Galata Gazete


24 Ekim 2024 Perşembe

Köprü altında doğan kız çocukların tarihinden…

Köprü altında doğan kız çocukların tarihinden…

Suat Derviş yazdığı eser sözel tarihin yazıya dönüştürülmüş halidir. Bir zamanlar Karaköy, Tophane arasında yaşanmış ve en alttakilerin sesi, dili oluyor…

Eserde tarihsel İstanbul’un en yakınında yer alan ve Galata bölgesinin sahilini temsil eden bir yer seçilmiştir. Perşembe Pazarının hemen üstünde yer alan Bankalar Caddesinden, Tophaneye giden yolun üzerinde yaşanmışlıkların bir zaman diliminin kesitinin alınarak, büyüteçle baktığımız alandır…
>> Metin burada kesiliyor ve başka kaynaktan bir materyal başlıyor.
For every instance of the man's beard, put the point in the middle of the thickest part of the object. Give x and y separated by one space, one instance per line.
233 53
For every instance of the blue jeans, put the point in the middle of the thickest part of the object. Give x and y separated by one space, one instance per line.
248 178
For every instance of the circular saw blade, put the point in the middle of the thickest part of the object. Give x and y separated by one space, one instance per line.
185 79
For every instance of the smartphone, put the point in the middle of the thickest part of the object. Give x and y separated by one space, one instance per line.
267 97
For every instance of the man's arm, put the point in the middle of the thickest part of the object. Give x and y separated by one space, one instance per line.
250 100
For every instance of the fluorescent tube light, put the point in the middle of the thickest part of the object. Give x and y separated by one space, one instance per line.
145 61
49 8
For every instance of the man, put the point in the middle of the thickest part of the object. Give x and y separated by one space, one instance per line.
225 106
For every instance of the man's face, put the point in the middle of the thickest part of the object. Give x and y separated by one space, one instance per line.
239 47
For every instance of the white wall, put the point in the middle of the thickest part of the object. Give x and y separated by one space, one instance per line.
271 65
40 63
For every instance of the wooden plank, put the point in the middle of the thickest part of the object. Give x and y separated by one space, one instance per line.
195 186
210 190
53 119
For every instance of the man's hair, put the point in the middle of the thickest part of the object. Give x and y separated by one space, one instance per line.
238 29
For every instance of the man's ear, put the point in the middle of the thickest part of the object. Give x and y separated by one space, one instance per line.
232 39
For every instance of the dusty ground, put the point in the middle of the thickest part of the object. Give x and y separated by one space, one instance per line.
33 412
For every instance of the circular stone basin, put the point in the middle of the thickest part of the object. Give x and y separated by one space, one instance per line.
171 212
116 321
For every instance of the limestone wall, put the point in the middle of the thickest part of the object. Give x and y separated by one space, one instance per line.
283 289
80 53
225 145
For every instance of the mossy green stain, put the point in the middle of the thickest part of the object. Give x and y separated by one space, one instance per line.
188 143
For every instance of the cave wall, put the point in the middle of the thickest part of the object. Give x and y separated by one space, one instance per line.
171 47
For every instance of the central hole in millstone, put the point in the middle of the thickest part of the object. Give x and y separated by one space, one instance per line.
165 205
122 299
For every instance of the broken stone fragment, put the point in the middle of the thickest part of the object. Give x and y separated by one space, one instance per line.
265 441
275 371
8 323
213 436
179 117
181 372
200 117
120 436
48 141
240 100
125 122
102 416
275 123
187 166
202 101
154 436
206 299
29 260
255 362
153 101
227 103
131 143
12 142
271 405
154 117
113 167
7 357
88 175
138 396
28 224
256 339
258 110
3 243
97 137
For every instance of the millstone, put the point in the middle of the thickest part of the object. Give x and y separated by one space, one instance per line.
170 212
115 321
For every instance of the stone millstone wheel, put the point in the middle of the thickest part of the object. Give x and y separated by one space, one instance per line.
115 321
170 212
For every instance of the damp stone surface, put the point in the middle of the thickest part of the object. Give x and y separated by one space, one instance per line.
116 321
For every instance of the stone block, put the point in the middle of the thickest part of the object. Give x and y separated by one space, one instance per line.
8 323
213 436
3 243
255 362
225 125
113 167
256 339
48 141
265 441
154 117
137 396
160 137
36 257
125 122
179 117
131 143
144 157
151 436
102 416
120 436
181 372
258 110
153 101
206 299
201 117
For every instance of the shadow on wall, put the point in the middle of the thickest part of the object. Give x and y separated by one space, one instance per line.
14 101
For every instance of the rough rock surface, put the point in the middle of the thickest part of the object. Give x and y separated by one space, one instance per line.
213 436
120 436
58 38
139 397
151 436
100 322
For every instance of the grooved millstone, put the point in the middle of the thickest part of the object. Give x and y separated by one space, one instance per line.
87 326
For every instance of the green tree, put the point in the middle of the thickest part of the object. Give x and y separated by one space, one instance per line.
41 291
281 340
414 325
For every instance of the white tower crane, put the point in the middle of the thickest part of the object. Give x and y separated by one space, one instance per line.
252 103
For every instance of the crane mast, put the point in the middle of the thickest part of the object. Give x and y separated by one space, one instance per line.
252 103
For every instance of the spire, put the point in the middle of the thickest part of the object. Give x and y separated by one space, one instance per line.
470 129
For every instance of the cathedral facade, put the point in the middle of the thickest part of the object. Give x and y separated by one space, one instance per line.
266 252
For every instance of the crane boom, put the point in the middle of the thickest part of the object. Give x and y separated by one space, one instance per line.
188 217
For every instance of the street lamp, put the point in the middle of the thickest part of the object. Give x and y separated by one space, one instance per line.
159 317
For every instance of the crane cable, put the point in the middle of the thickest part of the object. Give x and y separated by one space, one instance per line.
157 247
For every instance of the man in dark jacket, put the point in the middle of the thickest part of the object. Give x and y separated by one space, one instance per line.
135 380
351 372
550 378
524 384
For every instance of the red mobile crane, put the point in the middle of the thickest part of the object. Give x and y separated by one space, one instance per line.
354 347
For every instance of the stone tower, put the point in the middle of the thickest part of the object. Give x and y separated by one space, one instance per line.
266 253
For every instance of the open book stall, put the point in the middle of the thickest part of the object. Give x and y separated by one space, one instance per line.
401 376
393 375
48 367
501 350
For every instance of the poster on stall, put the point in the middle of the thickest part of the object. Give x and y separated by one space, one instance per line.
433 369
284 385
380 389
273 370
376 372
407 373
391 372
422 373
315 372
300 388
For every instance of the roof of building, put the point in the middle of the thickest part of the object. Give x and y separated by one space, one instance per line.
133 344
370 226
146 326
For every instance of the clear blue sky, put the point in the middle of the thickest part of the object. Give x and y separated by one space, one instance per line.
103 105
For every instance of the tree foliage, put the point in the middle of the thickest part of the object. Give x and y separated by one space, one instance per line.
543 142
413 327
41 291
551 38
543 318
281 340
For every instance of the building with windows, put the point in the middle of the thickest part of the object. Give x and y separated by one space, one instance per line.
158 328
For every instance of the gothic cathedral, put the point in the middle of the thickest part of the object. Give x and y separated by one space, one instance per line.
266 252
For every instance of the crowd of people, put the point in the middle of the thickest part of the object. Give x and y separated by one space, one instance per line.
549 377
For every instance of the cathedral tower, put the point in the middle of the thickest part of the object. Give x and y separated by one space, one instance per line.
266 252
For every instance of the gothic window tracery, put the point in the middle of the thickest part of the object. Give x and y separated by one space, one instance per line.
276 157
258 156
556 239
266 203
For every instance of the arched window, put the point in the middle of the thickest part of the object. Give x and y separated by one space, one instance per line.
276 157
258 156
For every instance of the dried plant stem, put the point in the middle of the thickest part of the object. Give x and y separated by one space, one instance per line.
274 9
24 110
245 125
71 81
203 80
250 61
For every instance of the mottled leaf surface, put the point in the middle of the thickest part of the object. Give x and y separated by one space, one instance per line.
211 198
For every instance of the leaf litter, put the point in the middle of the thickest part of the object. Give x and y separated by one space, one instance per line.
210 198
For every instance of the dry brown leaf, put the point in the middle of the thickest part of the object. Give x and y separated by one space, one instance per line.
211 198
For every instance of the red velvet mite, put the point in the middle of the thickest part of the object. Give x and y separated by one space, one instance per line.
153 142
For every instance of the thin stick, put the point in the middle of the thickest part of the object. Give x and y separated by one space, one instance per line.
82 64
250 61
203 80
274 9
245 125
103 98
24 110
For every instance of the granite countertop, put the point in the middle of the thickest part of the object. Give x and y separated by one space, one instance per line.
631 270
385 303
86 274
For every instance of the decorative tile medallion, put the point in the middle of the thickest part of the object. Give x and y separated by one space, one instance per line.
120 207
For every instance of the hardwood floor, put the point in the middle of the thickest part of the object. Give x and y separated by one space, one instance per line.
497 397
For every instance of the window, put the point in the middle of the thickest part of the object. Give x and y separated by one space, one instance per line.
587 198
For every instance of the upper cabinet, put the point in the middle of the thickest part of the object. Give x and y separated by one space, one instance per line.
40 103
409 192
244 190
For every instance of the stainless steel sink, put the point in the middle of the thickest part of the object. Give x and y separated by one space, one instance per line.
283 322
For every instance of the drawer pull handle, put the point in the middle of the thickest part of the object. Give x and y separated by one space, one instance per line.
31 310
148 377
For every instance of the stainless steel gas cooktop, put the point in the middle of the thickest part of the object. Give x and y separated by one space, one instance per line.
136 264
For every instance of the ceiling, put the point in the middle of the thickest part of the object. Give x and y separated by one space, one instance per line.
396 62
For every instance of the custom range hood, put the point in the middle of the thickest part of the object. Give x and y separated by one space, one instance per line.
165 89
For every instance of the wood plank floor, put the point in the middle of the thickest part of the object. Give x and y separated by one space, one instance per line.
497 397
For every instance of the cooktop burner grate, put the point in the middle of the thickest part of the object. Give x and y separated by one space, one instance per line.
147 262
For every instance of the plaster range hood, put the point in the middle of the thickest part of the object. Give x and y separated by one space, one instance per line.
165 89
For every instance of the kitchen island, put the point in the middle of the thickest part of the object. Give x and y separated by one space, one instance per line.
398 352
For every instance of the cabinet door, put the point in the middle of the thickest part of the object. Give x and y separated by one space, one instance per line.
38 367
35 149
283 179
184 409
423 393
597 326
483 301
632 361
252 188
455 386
Her gün önünden, içinden geçtiğimiz yerlerin ama gözümüze görünmeyen/ çarpmayan yaşamlar vardır. O yaşamlar en altta, en derin yoksulluğun, en büyük acıların içinde en büyük trajedilere rağmen gülen, eğlenen insanların yaratmış olduğu bir dünyadır. O dünyaya dışarıdan giren pek olmaz, onlar bir yaşam çevresi yaratılmıştır, o çevre içinde bir denge söz konusudur. O denge çok hassastır, bir dış müdahaleyle köklü değişimlere yol açabilecektir…

Köprü altında büyüyen çocukların hayalleri var mıdır, varsa sınırları var mıdır?

Suat Derviş gazetecidir, tarih yazıcısı değildir ama tarihe dipnotlar bırakır. O bıraktığı dipnotlar resmi tarihin gördüğü değildir, hatta görmezden geldiği bölümdür. Dönemin idam iplerinin sergilendiği alan Beyazid Meydanıdır ve genelde bu meydanda adi suçlu olarak görülenler ile siyasi olanların yan yana idam edildiği, ahalinin idamları gördüğü, izlediği yerdir.

Beyazid Meydanına giden yollar Galata Köprüsünden geçer, o köprünün üstünde akan bir yaşam vardır, bir de altında… Altında olan yaşamda erkek çocuklar yakalandığında onları askeri eğitime gönderilip, orada ölecek bir ere dönüşürler, seferlere çıkıp, yağmalayan, öldüren bir Mehmetçik olur, fakat kız çocukları? Kız çocukları yakalanmış olsa da onlar yakalandığı yerde serbest bırakılır, orada ölüme terk edilir bir anlamda. Onlara ait ne yurt vardır ne de devletin ıslah (!) programı… Kız çocukları karınlarını doyurmak için “etini” satarak ayakta kalmaya ve de adına yaşam denen şeyin içinde nefes alıp vermeye çalışırlar… Etini satmak, kısaca onların tek bildiği ekmek kapısıdır, ondan pazara kazanma hedefi yoktur, amaç karın tokluğudur…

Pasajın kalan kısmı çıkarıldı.